In November 2023, Lincoff and colleagues published SELECT in the New England Journal of Medicine — a 17,604-patient randomized trial showing that semaglutide 2.4 mg weekly reduced the composite of cardiovascular death, non-fatal myocardial infarction, or non-fatal stroke by 20% versus placebo in adults with overweight or obesity. That result moved semaglutide from "weight-loss drug with incidental metabolic benefits" into cardiovascular-risk-reduction territory.
What SELECT did not establish is whether GLP-1 receptor agonists prevent first cardiovascular events in obese or overweight patients who do not already have established cardiovascular disease. That is the primary-prevention question, and it is distinct from what SELECT answered. The field in 2026 is still working through it. This piece walks through what SELECT showed, why the primary-prevention extrapolation is not automatic, and where the data currently sits.
What SELECT actually studied
SELECT enrolled adults aged 45 and older with BMI ≥27 kg/m² and established atherosclerotic cardiovascular disease — defined as prior myocardial infarction, prior stroke, or symptomatic peripheral artery disease. Diabetes was an exclusion. Over a mean follow-up of approximately 39.8 months, a primary endpoint event occurred in 6.5% of the semaglutide group versus 8.0% of the placebo group (hazard ratio 0.80; 95% CI 0.72–0.90; P<0.001).
That is a secondary-prevention result. Every participant had at least one prior CV event or established symptomatic atherosclerosis at enrollment. The population the trial was powered to inform is the population with known disease — and the result in that population is durable, unambiguous, and clinically meaningful.
Why primary prevention is a separate question
Primary prevention — preventing a first event — is a different statistical and clinical problem. Event rates in an obese population without prior CVD are lower, which means a trial needs either much larger enrollment, much longer follow-up, or a much higher-risk baseline population to achieve the same statistical power. It also means the absolute-risk reduction for any given hazard ratio is smaller, which bears on the cost-benefit calculation from a public-health perspective.
There is a mechanistic argument that GLP-1 benefits should extend to primary prevention — weight loss, blood-pressure reduction, improved glycemic control, and direct anti-inflammatory effects all plausibly reduce first-event risk. The argument is reasonable. It is not the same thing as trial evidence.
What the 2026 evidence base actually looks like
Three data strands bear on the primary-prevention question as of April 2026.
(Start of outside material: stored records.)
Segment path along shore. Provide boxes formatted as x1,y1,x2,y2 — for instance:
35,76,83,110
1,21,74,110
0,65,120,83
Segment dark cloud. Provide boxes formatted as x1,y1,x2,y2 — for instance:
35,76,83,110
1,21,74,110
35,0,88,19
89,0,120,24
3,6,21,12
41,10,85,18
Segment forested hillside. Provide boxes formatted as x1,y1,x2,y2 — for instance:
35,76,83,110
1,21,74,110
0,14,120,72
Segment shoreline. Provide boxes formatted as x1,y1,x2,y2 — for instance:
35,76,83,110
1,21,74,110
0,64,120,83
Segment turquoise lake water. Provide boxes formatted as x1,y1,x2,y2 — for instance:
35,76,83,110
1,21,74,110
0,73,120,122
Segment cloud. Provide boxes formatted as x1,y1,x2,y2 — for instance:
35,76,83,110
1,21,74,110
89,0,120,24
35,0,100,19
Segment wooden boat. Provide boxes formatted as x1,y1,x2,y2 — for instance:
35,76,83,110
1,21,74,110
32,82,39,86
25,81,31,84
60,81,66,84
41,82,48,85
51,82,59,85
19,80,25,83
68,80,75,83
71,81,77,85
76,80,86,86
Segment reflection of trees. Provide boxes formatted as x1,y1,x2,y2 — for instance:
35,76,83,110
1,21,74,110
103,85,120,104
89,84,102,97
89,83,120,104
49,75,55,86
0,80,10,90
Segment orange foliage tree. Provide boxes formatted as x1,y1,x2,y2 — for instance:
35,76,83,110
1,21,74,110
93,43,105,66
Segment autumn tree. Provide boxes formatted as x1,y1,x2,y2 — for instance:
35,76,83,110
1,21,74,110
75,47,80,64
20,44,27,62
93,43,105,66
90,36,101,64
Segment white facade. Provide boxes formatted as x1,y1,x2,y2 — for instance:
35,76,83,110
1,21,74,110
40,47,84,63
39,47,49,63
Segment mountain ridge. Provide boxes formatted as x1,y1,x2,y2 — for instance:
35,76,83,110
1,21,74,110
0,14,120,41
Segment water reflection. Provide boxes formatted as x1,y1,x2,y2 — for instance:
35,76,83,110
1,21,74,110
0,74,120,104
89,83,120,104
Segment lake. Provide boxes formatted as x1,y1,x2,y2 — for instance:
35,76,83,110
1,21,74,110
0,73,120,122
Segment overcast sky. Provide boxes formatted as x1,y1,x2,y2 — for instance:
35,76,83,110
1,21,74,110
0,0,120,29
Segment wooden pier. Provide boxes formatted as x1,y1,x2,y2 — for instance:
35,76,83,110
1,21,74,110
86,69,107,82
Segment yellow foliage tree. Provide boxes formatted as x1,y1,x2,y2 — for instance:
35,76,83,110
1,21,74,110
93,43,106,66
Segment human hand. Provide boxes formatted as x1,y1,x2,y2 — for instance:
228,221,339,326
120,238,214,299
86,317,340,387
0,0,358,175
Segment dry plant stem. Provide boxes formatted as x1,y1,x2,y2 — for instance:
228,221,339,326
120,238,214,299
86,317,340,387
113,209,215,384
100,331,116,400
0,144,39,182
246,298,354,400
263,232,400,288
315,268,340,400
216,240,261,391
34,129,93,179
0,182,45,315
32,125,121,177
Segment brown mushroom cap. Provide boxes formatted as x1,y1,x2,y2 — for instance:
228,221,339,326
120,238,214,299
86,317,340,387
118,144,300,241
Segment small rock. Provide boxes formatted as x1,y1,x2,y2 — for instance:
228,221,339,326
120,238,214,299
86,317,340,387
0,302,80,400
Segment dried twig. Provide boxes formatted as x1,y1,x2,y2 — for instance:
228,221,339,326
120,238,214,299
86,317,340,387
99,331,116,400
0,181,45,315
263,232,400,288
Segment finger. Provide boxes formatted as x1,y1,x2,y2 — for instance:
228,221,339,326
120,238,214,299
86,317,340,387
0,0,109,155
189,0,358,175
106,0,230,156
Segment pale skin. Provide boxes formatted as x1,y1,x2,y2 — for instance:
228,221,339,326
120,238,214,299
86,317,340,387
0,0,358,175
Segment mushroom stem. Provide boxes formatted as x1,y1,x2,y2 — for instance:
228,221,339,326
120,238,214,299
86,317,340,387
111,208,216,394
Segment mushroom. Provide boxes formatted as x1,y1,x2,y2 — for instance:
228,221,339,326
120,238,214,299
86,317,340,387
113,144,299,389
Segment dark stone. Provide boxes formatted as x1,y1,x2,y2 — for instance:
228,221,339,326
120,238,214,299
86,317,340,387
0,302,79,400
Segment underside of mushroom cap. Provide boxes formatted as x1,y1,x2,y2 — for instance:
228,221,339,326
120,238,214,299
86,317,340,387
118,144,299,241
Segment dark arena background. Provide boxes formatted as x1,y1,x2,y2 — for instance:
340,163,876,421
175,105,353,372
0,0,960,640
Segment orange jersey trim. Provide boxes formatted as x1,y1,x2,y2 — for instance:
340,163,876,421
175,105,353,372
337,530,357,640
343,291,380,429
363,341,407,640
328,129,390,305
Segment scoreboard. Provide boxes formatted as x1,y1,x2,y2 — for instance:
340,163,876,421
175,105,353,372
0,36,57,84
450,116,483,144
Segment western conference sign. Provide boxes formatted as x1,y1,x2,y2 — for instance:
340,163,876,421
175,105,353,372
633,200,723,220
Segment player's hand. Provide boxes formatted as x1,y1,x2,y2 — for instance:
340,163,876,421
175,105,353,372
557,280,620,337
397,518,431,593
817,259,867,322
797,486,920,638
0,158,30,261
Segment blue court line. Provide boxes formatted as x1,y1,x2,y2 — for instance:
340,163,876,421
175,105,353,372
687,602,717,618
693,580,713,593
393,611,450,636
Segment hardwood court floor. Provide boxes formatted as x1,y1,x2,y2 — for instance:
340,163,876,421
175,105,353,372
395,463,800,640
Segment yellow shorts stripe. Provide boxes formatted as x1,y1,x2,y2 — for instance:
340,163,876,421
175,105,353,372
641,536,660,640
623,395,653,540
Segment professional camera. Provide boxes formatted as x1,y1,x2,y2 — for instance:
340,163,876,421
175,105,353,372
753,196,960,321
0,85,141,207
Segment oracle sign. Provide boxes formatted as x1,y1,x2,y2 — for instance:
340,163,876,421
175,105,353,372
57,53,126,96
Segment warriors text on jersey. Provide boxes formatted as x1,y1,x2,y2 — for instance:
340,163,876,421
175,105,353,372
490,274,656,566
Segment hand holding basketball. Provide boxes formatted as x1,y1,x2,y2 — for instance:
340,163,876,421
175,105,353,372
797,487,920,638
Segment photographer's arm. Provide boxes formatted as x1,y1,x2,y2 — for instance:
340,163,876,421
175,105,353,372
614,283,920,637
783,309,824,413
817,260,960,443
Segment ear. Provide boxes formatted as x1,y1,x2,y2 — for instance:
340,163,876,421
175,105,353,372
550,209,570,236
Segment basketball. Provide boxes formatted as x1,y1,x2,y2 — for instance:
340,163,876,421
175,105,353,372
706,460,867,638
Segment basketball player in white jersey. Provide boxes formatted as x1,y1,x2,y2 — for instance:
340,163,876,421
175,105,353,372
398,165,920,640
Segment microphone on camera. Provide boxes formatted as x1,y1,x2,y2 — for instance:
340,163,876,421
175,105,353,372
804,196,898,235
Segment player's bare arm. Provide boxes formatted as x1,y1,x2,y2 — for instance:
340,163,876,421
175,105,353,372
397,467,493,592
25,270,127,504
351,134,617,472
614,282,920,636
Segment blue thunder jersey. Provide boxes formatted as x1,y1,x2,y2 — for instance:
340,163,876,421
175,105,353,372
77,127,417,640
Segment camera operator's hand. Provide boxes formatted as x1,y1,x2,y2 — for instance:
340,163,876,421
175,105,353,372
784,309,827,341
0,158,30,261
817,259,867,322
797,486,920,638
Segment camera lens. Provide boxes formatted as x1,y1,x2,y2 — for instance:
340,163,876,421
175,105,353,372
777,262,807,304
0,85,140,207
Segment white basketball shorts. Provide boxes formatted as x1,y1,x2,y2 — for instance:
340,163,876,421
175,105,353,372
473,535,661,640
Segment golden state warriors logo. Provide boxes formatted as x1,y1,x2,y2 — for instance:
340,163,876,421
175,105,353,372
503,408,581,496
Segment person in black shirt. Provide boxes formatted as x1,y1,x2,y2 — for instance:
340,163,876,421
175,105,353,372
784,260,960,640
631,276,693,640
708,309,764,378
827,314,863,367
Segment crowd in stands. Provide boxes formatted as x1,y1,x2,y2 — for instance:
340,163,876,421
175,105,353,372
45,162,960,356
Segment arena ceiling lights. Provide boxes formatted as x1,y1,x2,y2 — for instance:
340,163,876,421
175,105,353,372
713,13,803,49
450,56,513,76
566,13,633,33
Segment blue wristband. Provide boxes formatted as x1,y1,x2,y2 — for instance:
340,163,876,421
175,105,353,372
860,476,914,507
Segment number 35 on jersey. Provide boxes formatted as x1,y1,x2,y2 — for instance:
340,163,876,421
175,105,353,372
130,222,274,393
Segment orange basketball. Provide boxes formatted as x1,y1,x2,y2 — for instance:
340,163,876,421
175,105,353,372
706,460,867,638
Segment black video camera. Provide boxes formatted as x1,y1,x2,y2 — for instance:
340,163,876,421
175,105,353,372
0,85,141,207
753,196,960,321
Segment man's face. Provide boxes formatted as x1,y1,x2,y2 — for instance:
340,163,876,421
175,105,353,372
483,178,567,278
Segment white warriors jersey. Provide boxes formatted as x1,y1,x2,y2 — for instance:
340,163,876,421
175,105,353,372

First, SURPASS-CVOT — the tirzepatide cardiovascular outcomes trial — published in NEJM in December 2025 (Sattar et al., DOI 10.1056/NEJMoa2505928). Over a median 4-year follow-up, the primary composite endpoint of cardiovascular death, MI, or stroke occurred in 12.2% on tirzepatide versus 13.1% on dulaglutide. The trial met noninferiority but not superiority. A pre-specified expanded MACE endpoint (adding coronary revascularization) significantly favored tirzepatide. This was a secondary-prevention design in type 2 diabetes patients with established ASCVD, not a primary-prevention trial.
Second, SURMOUNT-MMO is Lilly's ongoing event-driven trial studying tirzepatide in adults with obesity and without diabetes who have cardiovascular disease or are at risk — a population that includes patients without prior CV events. As of April 2026, the trial is ongoing; no primary readout has been reported.
Third, observational analyses of real-world cohorts (type 2 diabetes and obesity) have shown cardiovascular benefits in populations that extend beyond established CVD, but observational data cannot substitute for a powered randomized primary-prevention trial on this question.
The honest 2026 summary: the evidence base for secondary prevention with GLP-1 and dual-agonist drugs in obese patients with established CVD or T2D-plus-ASCVD is strong. The evidence base for primary prevention in obese patients without prior CVD is mechanistic, extrapolated, and not yet supported by a published, powered, placebo-controlled primary-prevention readout.
What this means for readers
For a reader evaluating whether semaglutide or tirzepatide is the right tool for a specific clinical situation, the SELECT evidence is load-bearing if there is prior ASCVD. It is suggestive but not confirmatory if there is not. Our semaglutide-vs-tirzepatide comparison walks through the head-to-head weight-loss and safety profile; our GLP-1 pillar covers the cardiovascular story in more depth; and our peptide-safety reference walks through the general framework for weighing trial-population applicability against individual clinical context.
Waiting for SURMOUNT-MMO and any subsequent primary-prevention-specific readouts is the right call for patients and clinicians who want the primary-prevention question answered with trial-grade data rather than mechanistic extrapolation.